One of the SDO spacecraft's high-definition imagers "actually spotted a sun-grazing comet as it disintegrated over about a 15 minute period (July 6, 2011), something never observed before," SDO officials said.
Comets have been spotted near the sun before, but last week's object was the first to be observed in real-time as it disappeared.
"Given the intense heat and radiation, the comet simply evaporated away completely," SDO officials said.
The comet was a type known to astronomers as a sun-grazing comet because its path brought it extremely close to the sun.
The Solar and Heliospheric Observatory, a joint NASA-European Space Agency spacecraft, also spotted the comet's demise and recorded a video of the event.

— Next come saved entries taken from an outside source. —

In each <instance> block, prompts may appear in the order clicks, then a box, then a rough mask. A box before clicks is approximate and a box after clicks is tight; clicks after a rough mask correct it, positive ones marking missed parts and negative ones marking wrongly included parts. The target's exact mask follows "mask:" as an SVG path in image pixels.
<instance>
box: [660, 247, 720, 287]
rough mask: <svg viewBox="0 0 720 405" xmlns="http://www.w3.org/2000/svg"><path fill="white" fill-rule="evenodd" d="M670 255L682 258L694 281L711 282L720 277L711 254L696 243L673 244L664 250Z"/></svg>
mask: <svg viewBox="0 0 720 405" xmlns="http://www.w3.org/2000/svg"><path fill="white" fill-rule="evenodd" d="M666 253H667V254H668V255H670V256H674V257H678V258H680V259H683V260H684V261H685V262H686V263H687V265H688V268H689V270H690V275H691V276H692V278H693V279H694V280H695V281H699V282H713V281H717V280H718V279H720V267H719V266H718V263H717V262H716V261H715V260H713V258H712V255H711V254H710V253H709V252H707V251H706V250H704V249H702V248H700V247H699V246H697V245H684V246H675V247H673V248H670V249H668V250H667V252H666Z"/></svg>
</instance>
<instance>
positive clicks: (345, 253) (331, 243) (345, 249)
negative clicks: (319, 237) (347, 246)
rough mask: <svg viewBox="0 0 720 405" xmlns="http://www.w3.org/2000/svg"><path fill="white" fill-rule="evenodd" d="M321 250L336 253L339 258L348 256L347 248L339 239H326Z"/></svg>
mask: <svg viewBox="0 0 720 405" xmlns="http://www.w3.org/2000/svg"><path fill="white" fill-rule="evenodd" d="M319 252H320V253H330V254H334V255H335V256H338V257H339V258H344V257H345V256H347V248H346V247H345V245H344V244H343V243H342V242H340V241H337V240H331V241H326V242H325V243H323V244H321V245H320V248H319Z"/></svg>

"This is one of the brightest sun-grazers SOHO has recorded, similar to the Christmas comet of 1996," SOHO project scientist Bernhard Fleck said in a statement.
SOHO officials said that, because of the angle of the comet's orbit, it passed across the front half of the sun and appeared to brighten as it struck hotter particles above the solar surface.
Sun-grazing comets are relatively common and are also known as Kreutz comets, after the 19th century astronomer Heinrich Kreutz who first showed they were related.
Astronomers suspect that Kreutz comets all began as a single, giant comet that broke apart several centuries ago.